Black Life has a cover and typography that not only convey the urgent monotone with which Lasky speaks at her readings, but that also scream the chaotic texture of the poems on the inside.  It’s a book about recovery and discovery, with a narrative that speaks of spiritual and artistic faith being lost and found after the death of Lasky’s father.

Beginning with “The Legend of Good John Henry”, Lasky shows us the circularity of memory, forgetting and faith that haunts the persona’s identity after reflecting on her father’s Alzheimer’s and death. This intensifies with the desperation of trying to understand how to deal with loss as the persona takes a dissociated, celestial perch in “Poem to an Unnameable Man” and continues the struggle in the prescriptive, contradictory poem “How to survive in this world”. However, from the initial and defiant self-referential poetry in “Jakob” that declares the inadequacy of language to express the intensity of pain, Lasky’s poems begin to find resolve in artistic and spiritual faith as the book progresses. The conscious and psychogenic transform into the synchronous and spiritual in “The Animal” and “Memories”. This later finds itself changing in concrete defenses concerning the practice of poetry that are central to the persona’s renewed identity and faith: “Ever read a book called Awe?”, “The Poetry that is going to matter after you are dead”, and finally a shift to the real imbued with metaphysical knowledge in the final poem “Grave”.
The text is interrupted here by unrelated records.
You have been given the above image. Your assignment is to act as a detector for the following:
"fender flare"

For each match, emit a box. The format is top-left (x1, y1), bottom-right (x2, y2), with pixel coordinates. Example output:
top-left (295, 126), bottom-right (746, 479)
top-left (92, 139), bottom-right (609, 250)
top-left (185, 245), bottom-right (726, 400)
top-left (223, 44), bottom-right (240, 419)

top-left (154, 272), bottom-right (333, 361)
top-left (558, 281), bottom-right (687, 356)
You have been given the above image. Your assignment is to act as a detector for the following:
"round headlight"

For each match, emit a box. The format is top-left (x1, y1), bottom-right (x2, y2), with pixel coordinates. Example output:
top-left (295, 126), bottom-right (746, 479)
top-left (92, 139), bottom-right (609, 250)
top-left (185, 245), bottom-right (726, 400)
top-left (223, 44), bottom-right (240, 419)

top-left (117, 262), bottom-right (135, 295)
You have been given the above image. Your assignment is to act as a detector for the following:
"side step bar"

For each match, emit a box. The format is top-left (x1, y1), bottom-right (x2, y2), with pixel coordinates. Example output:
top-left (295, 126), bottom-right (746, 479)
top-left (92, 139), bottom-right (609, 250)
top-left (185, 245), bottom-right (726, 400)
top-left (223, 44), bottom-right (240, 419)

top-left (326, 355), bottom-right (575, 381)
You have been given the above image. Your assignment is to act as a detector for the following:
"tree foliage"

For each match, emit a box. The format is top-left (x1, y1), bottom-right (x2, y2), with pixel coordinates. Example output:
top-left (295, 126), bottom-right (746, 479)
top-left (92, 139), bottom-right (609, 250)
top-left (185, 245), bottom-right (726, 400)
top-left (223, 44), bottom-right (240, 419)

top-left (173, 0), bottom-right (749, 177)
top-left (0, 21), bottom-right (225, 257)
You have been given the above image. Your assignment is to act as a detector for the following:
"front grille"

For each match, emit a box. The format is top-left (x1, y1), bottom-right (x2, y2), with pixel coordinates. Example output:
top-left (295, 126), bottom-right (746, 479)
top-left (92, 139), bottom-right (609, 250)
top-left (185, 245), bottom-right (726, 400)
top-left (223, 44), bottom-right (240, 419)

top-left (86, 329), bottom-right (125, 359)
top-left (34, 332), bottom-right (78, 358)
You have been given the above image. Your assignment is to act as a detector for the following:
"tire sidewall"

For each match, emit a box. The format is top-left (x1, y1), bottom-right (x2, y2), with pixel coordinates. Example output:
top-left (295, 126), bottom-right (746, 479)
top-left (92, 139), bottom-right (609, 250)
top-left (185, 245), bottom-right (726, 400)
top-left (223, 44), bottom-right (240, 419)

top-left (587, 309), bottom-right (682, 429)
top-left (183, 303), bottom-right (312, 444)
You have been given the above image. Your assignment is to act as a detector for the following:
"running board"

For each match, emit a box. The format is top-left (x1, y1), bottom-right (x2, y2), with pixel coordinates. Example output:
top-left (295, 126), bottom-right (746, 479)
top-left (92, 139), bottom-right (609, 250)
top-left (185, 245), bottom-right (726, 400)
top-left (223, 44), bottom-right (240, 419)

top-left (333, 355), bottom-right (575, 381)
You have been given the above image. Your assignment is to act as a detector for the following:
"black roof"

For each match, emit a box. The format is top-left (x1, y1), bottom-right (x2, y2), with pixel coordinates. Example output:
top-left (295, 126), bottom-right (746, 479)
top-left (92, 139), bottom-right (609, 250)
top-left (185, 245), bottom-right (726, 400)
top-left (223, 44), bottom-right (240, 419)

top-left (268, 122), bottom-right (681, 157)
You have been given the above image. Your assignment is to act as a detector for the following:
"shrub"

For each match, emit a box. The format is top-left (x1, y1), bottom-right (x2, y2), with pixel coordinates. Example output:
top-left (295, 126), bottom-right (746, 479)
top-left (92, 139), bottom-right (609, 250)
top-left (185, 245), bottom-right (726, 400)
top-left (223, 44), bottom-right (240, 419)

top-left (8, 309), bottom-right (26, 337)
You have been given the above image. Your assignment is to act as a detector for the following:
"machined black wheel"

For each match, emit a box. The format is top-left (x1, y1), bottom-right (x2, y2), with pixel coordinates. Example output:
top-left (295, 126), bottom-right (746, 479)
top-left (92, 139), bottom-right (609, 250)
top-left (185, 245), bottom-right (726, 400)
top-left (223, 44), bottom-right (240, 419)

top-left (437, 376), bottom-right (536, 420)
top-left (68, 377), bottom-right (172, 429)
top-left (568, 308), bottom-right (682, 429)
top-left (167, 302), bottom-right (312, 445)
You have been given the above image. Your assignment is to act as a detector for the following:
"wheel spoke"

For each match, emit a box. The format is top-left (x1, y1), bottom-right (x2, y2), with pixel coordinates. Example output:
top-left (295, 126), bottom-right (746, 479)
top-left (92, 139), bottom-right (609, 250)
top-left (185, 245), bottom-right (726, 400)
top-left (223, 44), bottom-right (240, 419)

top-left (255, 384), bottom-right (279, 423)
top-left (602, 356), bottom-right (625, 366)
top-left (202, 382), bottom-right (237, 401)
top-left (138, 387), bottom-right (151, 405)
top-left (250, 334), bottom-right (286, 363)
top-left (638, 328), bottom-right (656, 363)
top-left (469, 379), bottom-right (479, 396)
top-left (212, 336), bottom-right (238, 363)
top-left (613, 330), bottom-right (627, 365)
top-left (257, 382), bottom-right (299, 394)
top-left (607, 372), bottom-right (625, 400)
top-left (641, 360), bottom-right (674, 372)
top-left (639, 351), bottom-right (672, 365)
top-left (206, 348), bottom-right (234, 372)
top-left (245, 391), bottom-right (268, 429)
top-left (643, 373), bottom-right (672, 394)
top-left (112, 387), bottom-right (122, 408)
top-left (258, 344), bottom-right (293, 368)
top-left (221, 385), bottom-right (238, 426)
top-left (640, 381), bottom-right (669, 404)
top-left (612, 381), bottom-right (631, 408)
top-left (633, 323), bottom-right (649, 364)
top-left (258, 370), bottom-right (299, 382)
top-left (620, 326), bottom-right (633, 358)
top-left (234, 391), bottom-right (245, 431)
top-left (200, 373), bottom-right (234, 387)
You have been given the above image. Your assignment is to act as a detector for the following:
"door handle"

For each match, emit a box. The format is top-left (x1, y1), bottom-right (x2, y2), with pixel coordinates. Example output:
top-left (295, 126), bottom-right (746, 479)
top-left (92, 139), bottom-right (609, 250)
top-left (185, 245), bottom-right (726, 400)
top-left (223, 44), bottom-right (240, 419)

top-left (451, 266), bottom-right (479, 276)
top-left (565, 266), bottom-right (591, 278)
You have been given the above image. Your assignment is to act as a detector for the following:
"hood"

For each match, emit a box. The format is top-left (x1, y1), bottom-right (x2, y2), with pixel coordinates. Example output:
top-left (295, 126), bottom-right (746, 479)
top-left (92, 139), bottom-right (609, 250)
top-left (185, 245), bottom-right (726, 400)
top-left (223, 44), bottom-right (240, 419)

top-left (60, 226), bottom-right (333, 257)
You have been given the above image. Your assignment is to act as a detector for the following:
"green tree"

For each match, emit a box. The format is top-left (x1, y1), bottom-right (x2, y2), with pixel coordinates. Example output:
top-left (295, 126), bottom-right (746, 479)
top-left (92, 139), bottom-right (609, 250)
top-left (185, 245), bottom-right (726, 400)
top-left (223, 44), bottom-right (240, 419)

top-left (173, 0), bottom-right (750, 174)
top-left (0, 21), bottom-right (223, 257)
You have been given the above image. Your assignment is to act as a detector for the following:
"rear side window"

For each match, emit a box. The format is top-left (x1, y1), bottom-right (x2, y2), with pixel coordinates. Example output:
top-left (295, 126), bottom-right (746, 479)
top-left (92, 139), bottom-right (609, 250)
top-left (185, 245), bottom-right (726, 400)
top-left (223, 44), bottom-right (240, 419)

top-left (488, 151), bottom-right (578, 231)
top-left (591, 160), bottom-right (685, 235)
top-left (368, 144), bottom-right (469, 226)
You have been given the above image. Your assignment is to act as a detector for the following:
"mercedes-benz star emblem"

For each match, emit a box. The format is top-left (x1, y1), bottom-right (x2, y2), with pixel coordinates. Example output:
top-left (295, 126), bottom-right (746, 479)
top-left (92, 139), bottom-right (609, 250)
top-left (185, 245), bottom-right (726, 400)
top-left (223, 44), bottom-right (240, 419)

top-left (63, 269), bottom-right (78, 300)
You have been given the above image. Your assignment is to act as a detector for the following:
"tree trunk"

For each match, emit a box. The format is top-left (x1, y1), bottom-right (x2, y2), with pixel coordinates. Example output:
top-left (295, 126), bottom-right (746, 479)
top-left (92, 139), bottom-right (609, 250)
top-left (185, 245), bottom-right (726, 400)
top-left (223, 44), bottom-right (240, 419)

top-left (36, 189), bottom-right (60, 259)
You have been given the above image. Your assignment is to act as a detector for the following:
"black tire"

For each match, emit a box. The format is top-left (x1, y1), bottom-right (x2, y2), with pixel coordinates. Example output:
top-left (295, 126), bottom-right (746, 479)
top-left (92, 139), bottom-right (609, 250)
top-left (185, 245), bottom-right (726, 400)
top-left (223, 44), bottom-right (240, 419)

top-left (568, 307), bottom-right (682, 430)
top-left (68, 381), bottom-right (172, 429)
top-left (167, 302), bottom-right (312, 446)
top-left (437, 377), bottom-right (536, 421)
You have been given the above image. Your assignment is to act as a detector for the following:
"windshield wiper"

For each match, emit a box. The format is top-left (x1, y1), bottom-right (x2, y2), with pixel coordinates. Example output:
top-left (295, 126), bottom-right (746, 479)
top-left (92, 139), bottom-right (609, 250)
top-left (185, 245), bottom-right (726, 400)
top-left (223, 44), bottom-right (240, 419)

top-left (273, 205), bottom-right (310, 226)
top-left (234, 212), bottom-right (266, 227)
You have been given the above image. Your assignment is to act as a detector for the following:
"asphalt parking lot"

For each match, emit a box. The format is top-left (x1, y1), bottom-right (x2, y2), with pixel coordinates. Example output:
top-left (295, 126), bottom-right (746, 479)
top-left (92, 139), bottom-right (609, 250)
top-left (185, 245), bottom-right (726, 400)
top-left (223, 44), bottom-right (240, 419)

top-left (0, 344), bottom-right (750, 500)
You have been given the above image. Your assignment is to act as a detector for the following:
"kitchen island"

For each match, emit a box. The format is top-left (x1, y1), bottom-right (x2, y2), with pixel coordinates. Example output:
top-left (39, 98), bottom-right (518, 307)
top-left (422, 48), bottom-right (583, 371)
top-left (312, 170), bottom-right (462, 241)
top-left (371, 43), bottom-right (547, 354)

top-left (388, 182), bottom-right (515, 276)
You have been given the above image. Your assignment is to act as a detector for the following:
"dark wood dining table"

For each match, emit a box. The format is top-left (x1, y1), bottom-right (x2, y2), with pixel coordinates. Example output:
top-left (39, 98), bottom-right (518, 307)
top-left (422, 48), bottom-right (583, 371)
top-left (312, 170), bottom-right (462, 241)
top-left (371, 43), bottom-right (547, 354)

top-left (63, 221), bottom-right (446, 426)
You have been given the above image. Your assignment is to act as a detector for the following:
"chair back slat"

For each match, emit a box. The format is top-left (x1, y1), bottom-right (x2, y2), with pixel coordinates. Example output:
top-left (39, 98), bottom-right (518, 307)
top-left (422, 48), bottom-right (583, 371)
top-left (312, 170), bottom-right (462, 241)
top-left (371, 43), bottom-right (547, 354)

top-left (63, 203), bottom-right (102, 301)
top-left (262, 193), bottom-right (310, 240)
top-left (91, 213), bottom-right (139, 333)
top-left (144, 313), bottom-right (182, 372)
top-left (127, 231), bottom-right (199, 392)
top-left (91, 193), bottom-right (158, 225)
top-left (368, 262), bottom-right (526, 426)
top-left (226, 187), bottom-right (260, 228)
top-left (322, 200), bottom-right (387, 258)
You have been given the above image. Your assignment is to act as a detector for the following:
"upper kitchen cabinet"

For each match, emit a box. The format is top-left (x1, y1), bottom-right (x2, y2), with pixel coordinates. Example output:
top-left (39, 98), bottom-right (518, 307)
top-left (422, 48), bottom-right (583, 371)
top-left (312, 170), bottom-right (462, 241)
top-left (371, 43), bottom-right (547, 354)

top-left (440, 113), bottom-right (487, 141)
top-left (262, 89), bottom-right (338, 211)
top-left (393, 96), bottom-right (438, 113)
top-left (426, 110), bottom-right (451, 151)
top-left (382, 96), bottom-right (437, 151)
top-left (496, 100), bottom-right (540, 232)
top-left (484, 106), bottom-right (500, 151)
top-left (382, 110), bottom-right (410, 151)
If Lasky’s poems are not inspected closely or reflected upon for a lengthy time, the danger is that they may be dismissed as self-indulgent, overtly confessional and hysterical.  However, what is most enjoyable about Lasky’s poetry is the fact that she makes every effort to craft her poems in a way that enables the reader not only to experience the persona’s progress, insecurity and vulnerability, but the reluctance to express this insecurity, vulnerability and the hesitation to be it.  Through confused syntax and repetition of words that serve as clues for emotional memory, which chart the persona’s progress and give the reader a map of ascent, Lasky shows how difficult the idea of acceptance is; she shows the reader the experience of dualities inherent in the human condition.

From my perspective of being someone alive in 2012, surrounded by irony and a breakdown of meaning at most times, it is a relief to find poetry that still concerns itself with meaning and the difficult process of creating meaning in the present context. Black Life is proof that the role of poetry continues to be cathartic, important, that it can pack punch without being ironic, that it is o.k. to be serious.